Despite Steve Hooper’s family history of service, joining the armed forces wasn’t part of his plan. Watching his brother pass out from the Royal Navy, he remembers thinking it “sounded scary and seemed like a lot of work.”
Steve instead went to college, aiming to become a professional athlete. When that dream proved unrealistic, he discovered that the Royal Air Force was recruiting physical training instructors (PTIs) as direct entrants. “I thought, that’s my path. I can stay in sport…” Yet when PTI recruitment was suddenly suspended, Steve was steered toward becoming a driver. After intensive training in advanced driving he joined his first RAF unit and within weeks he was driving ‘Green Goddesses’ on Operation FRESCO during the 2002–03 firefighters’ strike.
Soon after this came deployment to Cyprus on Operation TELIC, with troops held in readiness in case they were called into Iraq. In reality, Steve spent his time driving buses and HGVs around the island.
Hypervigilance became normal
Then came Northern Ireland - three years that seriously tested his skills. One day he might be refuelling aircraft; the next, driving senior officers or working chase cars. Sometimes this meant plain clothes, weapons and transporting personnel through hostile areas. Steve thrived on the adrenaline; hypervigilance became normal.
“You go to work, do your job, come home. Even on downtime, you looked after the person in front of you… they looked after you. You are naturally vigilant.”
That constant alertness followed him when he deployed to Iraq in 2006 - this time as a battlefield ambulance driver. The danger was immediate. His aircraft landed steeply, and as soon as the doors opened, rockets began landing. “That was my first experience of a rocket attack; getting off the plane… then a lot of screaming, shouting, get yourself into that terminal… a safe zone.”
That night, exhausted, Steve climbed into bed. When explosions and alarms woke him, he scrambled to get kitted up. The next morning, experienced colleagues showed him the routine: body armour opened on the floor, helmet beside it. Roll out of bed, pull the armour on, helmet on, and go back to sleep.
Over time, the chaos of explosions, gunfire and alarms became “…normal, but you always felt under threat.” Steve learned to sleep heavily - and eat - during attacks. “You’d just hit the deck, pull your plate down off the table, and eat on the floor. You only had a short time before you’ve got to be back at work.”
In the medical centre he was witnessing the toll of the insurgency on the Coalition forces. Three months into his tour, Steve experienced a mass casualty event. He was unprepared for the shock. “When you see it up close, with the smells… a taste in the air… the sounds, there's the feeling you get. It intensifies everything so much.”
Aircraft landed one after another. Steve unloaded casualties, took them to the hospital, turned around and went back again. “It felt like we were going time and time again… We worked as quick as we possibly could, but it felt like it was hours…”
It was seeing a soldier cry that brought the reality home to Steve. “…it was such an intense cry… you try and disassociate from what's actually going on. But when you suddenly realise, this is actually someone's friend, son, husband, boyfriend, it really makes everything real.”
No time to process
In rare downtime, Steve escaped through video games and TV. There was no space to process what was happening.
Back in the UK on leave, Steve always seemed ready for a fight. Small things triggered him: Christmas songs, his children walking barefoot. He internalised everything and family life became fraught. He was taken off frontline duties and given counselling, but redeployed again to Northern Ireland and then Cyprus, where the heat and light triggered memories of Iraq. His drinking increased.
Eventually Steve was diagnosed with severe PTSD. “It was a relief. There was a reason behind the way I was acting. I wasn’t a horrible person.” Returning to the UK, Steve had a few EMDR sessions. Called to face a medical board and the likely end of his career, Steve decided to “just crack on.”

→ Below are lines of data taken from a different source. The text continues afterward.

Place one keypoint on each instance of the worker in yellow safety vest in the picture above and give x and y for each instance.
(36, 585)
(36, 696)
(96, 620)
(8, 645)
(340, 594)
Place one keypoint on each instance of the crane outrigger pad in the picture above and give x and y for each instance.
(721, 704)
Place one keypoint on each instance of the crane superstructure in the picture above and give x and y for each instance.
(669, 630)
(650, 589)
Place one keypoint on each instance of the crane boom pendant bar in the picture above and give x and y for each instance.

Despite his diagnosis he was deployed again to Iraq, this time stationed in Baghdad as part of the NATO mission to train Iraqi forces. He was a close protection driver working with senior staff. “The threat was just always present. It didn't matter what day it was, what time it was...”
Eventually, after being asked to explain a request for extended leave, Steve accepted help. A psychiatrist explained that his PTSD had never gone away - he had been burying it for 13 years. Steve was medically discharged after nearly 20 years of service. He had signed up for a full 22-year career. “It was heartbreaking. I felt like I hadn’t achieved what I needed to.”
Proudest Achievement
Recovery began with a new job and a move closer to family, but Steve still felt he was a burden. “I thought they’d be better off without me.”
Becoming involved with the Invictus Games was what really drove his recovery. A triumphant milestone was when he was selected to be Captain of Team GB. “It’s not just the sport. It’s the shared experience - people who want to help you move forward.
Steve reflects that his greatest achievement isn’t medals or titles. “Being captain of Team UK was huge. But being a dad whose kids want to be near me after everything - that’s special.”
“Very few talk about Iraq… but those people who served on Op TELC… need to be remembered… you’ve got all the families of the deceased, of the wounded, families that suffer with mental illness… and they deserve to have their memory maintained.”